Яська шла сама.
Колени дрожали.
А она шла. Шаг за шагом. Плиты каменные, древние… и про место это братец всякое сказывал. Стало быть, случалось ему заглядывать в деревеньку брошенную? А может, и в сам храм… что он здесь делал?
Разбойники садятся на лавки, будто прихожане достойные.
Лица застыли, будто и не лица — маски благолепные, поверх харь истинных напялили. Глаза пустые… неужто и вправду лишились разума? Кричать… звать надобно… но кого звать, когда вокруг не то люди, не то куклы… кукол у Яськи никогда не было.
А хотелось.
Особенно такую, как у старостиной дочки, чтоб с личиком фарфоровым да в наряде распрекрасном. Он‑то потом поистрепался, конечно, и старостиха новый сшила, краше прежнего. Кукле и лицо подновляли красками, отчего выходила она кривоглазою да размалеванной, точно гулящая девка, а все одно такой больше ни у кого в селе не было. И Яська мечтала, как однажды мамка привезет ей с ярмарки такую… или сама Яська купит… мечтала, стало быть, а после забыла про мечту. Револьвер вот купила, штаны… а куклу — так и нет. И выходит, что Яська вот — вот помрет, так и не поигравши с той замечательной куклой.
Слезы сами собой поползли.
— Отпусти, — попросила, зная, что не отпустит.
Боится.
Янек покачал головой и взгляд отвел. Он неплохой парень… и книжку вот написать хотел про героя, про подвиги… написал бы, если бы оно иначе все вышло.
— У меня выбора нету, — сказал шепотом и к алтарному камню подпихнул. — Иди, Ясь… лучше сама иди… я постараюся, чтобы не больно…
И еще жалобней, точно убеждая себя самого, повторил:
— Ты ж понимаешь… выбора нету…
На них смотрели.
А ведь Янек в своем разуме остался. И при воле. И при оружии… а руки связаны, если б свободные были, Яська б попробовала счастья. Лучше уж так помирать, чем овцою, которую прирежут вот — вот…
— Хочешь? — Янек снял с пояса флягу. — Она сказала, что глотка хватит… один глоток и ты уснешь.

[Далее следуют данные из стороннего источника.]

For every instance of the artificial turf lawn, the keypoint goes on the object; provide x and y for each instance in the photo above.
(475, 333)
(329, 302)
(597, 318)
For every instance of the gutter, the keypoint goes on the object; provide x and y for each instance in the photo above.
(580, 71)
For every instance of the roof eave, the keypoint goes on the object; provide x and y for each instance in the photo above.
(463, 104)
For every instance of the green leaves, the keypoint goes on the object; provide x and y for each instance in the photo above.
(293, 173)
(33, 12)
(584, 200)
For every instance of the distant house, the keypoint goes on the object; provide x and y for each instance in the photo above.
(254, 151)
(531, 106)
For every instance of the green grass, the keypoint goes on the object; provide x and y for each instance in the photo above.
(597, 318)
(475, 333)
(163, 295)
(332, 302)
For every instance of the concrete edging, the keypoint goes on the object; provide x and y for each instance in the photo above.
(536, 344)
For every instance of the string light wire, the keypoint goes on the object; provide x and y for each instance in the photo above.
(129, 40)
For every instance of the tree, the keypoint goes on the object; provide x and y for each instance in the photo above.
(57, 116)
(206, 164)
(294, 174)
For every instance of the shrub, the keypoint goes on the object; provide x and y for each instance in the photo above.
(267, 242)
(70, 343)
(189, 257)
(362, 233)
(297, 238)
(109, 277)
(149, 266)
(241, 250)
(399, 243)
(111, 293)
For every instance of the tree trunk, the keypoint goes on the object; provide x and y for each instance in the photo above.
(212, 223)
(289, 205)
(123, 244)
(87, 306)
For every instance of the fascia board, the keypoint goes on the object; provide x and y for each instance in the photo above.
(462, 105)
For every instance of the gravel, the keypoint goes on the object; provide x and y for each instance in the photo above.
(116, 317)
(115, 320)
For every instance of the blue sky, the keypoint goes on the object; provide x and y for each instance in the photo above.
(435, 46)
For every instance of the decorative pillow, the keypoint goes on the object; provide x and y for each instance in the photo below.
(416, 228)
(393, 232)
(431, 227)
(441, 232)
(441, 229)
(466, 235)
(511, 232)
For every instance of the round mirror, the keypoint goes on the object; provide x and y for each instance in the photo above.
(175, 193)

Сны красивые… знаешь, как в книжке…
— Не надо.
— Почему?
Спящих, наверное, резать проще.
— Я не хочу, чтобы как в книжке.
Проход узкий. Алтарь расколотый, покрытый засохшей кровью, точно коростой. На него и глядеть‑то отвратительно.
— Дура ты, Яська, — Янек головой покачал и флягу убрал. — Ложись.
— Нет.
— Брысь, Куша…
Повиновались.
Скрутили.
Уложили.
Цепями ржавыми, откуда только взялись они, опутали да так, что и дыхнуть получается не сразу. А лица‑то, лица по — прежнему благостные.
И слюна на губах пузырится.
Кровавая.
Значит, и им не жить. Слабое утешение.
— Ты… — Янек погрозил пальцем. — Тихо лежи, ладно?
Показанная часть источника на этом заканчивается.